En ce jour de l’avent du 16 Décembre, j’ai sortit pour calendrier de l’Avin ma dernière bouteille du Domaine de la Louvetrie, un Muscadet sur lie 2009  du célèbre moustachu Jo Landron.

Premier coup d’oeil dans le verre et nous voilà émues par un beau jaune pâle brillant et lumineux.

Nous inspirons, marathoniennes avant la course, avec vigueur. Des parfums d’agrumes, délicats pamplemousses, et une pointe de noisette… une rondeur olfactive enveloppante et les images d’une Loire méandreuse en contrebas.

La lumière dans le verre se retrouve en bouche: ce qu’il faut de beurre pour gentiment tapisser nos palais, un peu d’amertume, beaucoup de fraîcheur mais point de cette acidité qui fait saliver à outrance et toujours ce goût insistant presque persistant  de rev’nez-y! » Le billet dans son intégralité et les photos qui vont avec sur le blog de Pauline.

17 décembre

Aujourd’hui, dans la chaussette des Vignerons Indépendants du Tarn, il n’y  pas une bouteille en particulier, mais plutôt une appellation qui appelle le soleil :   » En cette fin d’année nous ne pouvons que vous souhaiter de partager des moments de convivialité autour d’un vin de Gaillac, évidemment! :-)
Vous trouverez certainement dans notre appellation « Gaillac », vignoble aux 7 vins, LE vin approprié pour vos instants festifs.
Nous vous incitons aussi à vous fier à ce petit logo « Vigneron Indépendant », Des vins et des personnalités authentiques.
En effet ce logo et cette signature sont un véritable repère pour le consommateur.
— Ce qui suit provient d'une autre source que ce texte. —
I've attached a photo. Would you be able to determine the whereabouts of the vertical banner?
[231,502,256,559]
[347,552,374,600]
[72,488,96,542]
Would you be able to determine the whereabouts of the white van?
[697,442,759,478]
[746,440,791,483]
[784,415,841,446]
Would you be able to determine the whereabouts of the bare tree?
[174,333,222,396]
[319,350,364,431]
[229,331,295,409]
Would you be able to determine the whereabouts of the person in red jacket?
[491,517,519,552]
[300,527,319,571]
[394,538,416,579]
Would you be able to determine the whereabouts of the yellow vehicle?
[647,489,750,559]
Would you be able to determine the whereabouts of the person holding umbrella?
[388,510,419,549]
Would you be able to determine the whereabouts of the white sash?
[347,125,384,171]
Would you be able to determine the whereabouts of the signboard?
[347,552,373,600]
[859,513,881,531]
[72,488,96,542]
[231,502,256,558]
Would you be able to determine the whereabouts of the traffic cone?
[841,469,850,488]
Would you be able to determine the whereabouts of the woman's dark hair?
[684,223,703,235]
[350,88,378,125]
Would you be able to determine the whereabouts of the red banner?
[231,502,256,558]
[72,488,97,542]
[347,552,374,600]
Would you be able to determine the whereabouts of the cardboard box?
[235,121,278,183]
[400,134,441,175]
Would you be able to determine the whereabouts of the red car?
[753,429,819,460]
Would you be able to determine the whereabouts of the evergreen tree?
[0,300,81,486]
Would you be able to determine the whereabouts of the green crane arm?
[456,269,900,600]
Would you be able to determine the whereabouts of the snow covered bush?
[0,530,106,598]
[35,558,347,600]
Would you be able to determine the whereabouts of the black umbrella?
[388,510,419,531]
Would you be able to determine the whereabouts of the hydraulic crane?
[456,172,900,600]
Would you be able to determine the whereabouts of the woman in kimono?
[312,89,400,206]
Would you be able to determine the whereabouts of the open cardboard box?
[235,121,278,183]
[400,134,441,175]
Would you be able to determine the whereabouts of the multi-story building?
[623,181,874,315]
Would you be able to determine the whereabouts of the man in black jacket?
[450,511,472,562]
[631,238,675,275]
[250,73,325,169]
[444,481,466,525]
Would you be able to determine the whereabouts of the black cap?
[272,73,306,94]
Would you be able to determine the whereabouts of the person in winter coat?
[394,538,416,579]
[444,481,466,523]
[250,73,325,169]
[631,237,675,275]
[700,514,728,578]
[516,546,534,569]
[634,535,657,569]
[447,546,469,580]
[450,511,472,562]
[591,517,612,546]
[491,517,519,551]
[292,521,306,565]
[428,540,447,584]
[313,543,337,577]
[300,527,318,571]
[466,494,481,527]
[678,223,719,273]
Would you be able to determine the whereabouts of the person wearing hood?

C’est le gage que le vin dégusté est l’aboutissement du travail d’un Vigneron Indépendant.
Nous vous souhaitons de belles fêtes de fin d’année… sans modération! »

18 décembre

Voici enfin venu le jour du Doc, qui soigne nos discours trop lisses et injecte une grosse dose d’humour dans ses ordonnances pour combattre nos préjugés. Dans sa chaussette aujourd’hui un Beaujolais un peu particulier : « Ceci n’est pas une banane – Beaujolais-Villages 2010. Franchement vous auriez envie de boire un vin élaboré par un ex-gogo dancer picard (doublure locale et travesti asiatique du danseur cinématographique Djon Tra-Vo-Lta)??  J’ai hésité longtemps, très longtemps. Quand j’ai appris au détour de son dossier des RG, trouvé sur un disque dur dérobé chez Rue 89, que ce dernier occupait un poste d’informaticien,  j’ai failli renoncer définitivement. (…)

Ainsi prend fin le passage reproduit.